Advertisement

He Has Too Much Class to Gloat

Share

Listen. Have you ever been fired from a job and, in your dreams, fantasized about coming back for another company and conspiring to put your former company and boss out of business?

Have you ever been rejected socially or fraternally as not equal to, even inferior to, your former associates and plotted to come back and make them pay for their rejection?

Heady stuff, right?

They tell us revenge is an unworthy motive. A sick response. Vengeance is mine, saith the Lord. Vengeance is desolation, said William Tecumseh Sherman.

Advertisement

Hah. It’s sweet getting even. You sleep better knowing you have settled a score, right? Let the philosophers warn that vengeance is an empty emotion. What do they know?

So, I go down to the locker room at the Coliseum Sunday to see an old colleague who had cashed in on the most basic of emotions, the get-even, the mood of well-how-do-you-like-it?

I found Marcus Allen toweling his neck. He had crushed a team that let him go with a shrug last year after 11 years of star performance for them.

Marcus had run for an average of five yards against his former mates, the Raiders. He had scored, almost by himself, the most important touchdown, the one that broke the Raiders’ back.

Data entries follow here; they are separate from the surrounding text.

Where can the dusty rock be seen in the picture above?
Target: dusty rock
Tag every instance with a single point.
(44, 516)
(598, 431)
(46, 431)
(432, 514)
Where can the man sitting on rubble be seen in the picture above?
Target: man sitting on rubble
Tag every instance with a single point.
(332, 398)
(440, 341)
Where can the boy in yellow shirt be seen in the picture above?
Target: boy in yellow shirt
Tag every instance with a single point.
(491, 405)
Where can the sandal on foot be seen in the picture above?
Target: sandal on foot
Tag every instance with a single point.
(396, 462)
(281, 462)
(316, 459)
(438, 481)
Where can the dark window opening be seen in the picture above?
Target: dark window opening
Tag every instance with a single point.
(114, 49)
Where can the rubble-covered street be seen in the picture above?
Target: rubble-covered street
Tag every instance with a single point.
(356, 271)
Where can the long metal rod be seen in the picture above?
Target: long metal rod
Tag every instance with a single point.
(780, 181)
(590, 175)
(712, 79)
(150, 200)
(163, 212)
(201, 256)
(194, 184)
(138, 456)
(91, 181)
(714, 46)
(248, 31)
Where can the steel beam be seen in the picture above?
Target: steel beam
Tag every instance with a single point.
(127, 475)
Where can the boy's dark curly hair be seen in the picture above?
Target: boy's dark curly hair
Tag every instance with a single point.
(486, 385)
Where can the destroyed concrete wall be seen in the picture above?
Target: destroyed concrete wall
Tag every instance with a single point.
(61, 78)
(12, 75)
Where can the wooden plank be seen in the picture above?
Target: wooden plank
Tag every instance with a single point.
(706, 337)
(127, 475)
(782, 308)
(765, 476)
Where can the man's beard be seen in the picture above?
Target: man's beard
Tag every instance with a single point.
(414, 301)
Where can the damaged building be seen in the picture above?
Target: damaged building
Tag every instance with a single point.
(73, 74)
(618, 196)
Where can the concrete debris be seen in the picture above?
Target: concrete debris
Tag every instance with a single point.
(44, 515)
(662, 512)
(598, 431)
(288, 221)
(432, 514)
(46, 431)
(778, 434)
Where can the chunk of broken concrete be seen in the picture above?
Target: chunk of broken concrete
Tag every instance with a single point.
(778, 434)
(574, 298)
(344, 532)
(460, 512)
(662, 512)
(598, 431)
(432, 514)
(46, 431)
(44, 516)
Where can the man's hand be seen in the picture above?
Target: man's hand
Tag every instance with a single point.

Here was the situation: the Raiders were in command, 17-7, in the middle of the third quarter. Kansas City had the ball on L.A.’s 44-yard line. The ball was given to Marcus. He darted, twisted, faked and juked his way through the entire defense, burst open and dashed down to the Raider five. Two plays later, he took the ball again and negotiated the toughest four yards in the game, the last four into the end zone. He carried a Raider safety on his back the last two.

It was the back breaker. It put the Chiefs back in the game, it buoyed them, it shook the Raiders. It was the difference, really.

Advertisement

“Aren’t you going to gloat?” I asked Allen at his locker. I was ready for the wicked gleam in his eye, the I’ve-got-a-secret look. I was waiting for him to beat his chest and crow. After all, this is a sport now where they dance in the end zone after touchdowns, jump in the air with fists raised after sacks, taunt pursuers when they get open, wave the ball in their faces and otherwise humiliate them past the line of scrimmage. I was ready for some major trash-talking.

“Hey!” I said to Allen. “Aren’t you going to say, ‘I wonder how they like that!’ Aren’t you going to say, ‘This was a team I won a Super Bowl for with a 74-yard run from scrimmage for a touchdown and 191 yards total that day. This was a team I rushed for 8,500 yards for in the regular season, scored 98 touchdowns, caught more than 400 passes. This was a team that brought in Bo Jackson, Eric Dickerson and a half-dozen other all-timers, but every time they wanted to score, they gave the ball to Marcus.’ ”

“Aren’t you going to add, ‘This was a town where I was the biggest hero since O.J. Simpson, where I went to the Rose Bowl twice, won the Heisman, had 11 200-yard rushing games. I sold tickets, baby! And they put me on a bus. And then they told me to clean out my locker and that they would see me around.’ ”

Well, that’s what we were hoping for. Gloat sells. Gloat makes headlines.

But Allen simply stood there with this typical small smile on his face. He is leaving vengeance to the Lord.

“I know it makes wonderful copy,” he began, “but really, I didn’t feel any special enjoyment out of this. It’s just one game. The good news is, we won.

“I’d rather let sleeping dogs lie. I was here a long time and the fans welcomed me today as if I were still one of their own, and that warmed my heart.

Advertisement

“I know NBC and ESPN and all made a big thing of it. But I’d like to say right now there were never any hard feelings between me and (Raider coach) Art (Shell). We spoke before the game and I have great respect for him.”

How about (owner) Al Davis? Allen is asked. He smiled. “No. We didn’t speak,” he answers.

“I was just glad to put some points on the board. But it was just a road game. It was a very big win for us, not for Marcus Allen. After all, what we’re about is, we’re trying to win a division, not get even with anybody.”

Well, it was hardly King Lear. More like that other Marcus--Marcus Antonius--who said he had come to praise Caesar, not to bury him. This Marcus came to bury the Raiders, not to censure them. For they, too, are all honorable men.

Marcus’ mission is not revenge, it’s the Super Bowl, he told reporters.

A Super Bowl? For his new team? Now, that would be revenge. Worthy of Marcus Antonius--to say nothing of Marcus Allen.